December 16, 2025
Baldo A, Chatzipanagiotou OP, Woldesenbet S, et al. New-Onset Geriatric Syndromes among Patients Undergoing Major Operation: Impact on Clinical Outcomes and Quality of Life. J Am Coll Surg. November 2025.
Medicare claims (2016–2021) identified 780,337 beneficiaries ≥66 years who underwent major operations (coronary artery bypass grafting, pneumonectomy, abdominal aortic aneurysm repair, pancreatectomy, and colectomy). “Geriatric syndrome” (GS) was defined as any new diagnosis during the index stay of delirium, falls/fracture, pressure ulcer, failure to thrive, dehydration, incontinence, depression, or malnutrition.
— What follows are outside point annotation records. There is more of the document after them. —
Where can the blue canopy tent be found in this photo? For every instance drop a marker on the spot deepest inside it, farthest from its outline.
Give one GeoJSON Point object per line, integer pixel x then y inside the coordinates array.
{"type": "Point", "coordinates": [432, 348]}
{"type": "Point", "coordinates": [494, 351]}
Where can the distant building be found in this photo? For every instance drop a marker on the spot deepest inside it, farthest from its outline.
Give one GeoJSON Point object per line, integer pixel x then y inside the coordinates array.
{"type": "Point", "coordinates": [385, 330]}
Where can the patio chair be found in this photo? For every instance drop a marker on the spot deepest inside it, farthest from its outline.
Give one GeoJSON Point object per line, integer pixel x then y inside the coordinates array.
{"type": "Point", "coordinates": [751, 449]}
New-onset GS occurred in 10.9% of patients and was more likely with higher comorbidity burden, emergency surgery, and certain procedures. Patients with GS had markedly worse short-term trajectories including more complications, prolonged length of stay, and non-home discharge.
Critically, GS was associated with fewer days at home within 90 days (model-adjusted aRR ~0.73; median 66 versus 82.5 days) and more than twofold higher 1-year mortality (aHR ~2.32). Effects showed dose-response by number of GS conditions and persisted in sensitivity analyses (including when dehydration was excluded and among those without major complications).
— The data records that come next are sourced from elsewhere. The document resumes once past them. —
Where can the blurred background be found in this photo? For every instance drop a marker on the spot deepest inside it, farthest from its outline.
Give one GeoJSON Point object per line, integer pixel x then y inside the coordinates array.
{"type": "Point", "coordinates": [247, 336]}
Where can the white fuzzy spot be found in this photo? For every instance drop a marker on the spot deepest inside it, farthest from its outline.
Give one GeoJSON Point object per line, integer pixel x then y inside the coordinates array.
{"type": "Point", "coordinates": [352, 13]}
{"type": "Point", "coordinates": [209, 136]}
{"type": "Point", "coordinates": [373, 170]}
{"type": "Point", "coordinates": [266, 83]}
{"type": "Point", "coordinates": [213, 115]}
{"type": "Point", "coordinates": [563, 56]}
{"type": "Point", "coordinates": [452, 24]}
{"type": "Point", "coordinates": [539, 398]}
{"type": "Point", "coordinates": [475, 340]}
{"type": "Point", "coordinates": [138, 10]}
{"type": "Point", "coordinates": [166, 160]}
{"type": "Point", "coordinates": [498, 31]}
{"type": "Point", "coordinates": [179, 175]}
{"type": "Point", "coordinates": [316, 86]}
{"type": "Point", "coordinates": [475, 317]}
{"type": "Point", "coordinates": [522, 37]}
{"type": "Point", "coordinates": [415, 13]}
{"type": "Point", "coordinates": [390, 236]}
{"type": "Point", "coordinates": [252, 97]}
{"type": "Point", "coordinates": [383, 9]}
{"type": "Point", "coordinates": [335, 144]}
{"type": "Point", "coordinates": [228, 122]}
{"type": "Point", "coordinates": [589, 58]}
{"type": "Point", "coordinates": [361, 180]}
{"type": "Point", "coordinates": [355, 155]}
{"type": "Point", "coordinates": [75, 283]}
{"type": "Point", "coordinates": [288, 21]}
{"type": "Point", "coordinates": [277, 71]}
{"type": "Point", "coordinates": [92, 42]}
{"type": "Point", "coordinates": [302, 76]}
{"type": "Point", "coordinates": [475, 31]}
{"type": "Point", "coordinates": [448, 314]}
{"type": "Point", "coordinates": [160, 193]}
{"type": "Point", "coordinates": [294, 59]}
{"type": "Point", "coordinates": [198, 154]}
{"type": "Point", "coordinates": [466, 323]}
For surgeons, this signals that postoperative GS should be treated as a discrete, preventable harm state that degrades patient-centered outcomes and survival. Surgeons should build perioperative pathways that anticipate and blunt common GS components, including delirium prevention and early detection, aggressive hydration and nutrition, pressure-injury avoidance, early mobilization, bowel/bladder plans, and use discharge planning that assumes elevated risk of readmission and facility placement when GS emerges.
Consider “days at home-90” as a program-level quality metric alongside morbidity and mortality. Even in high-volume centers, which showed greater GS case mix yet lower 1-year mortality, proactive geriatric co-management and minimally invasive strategies where feasible may reduce GS incidence and its downstream impact.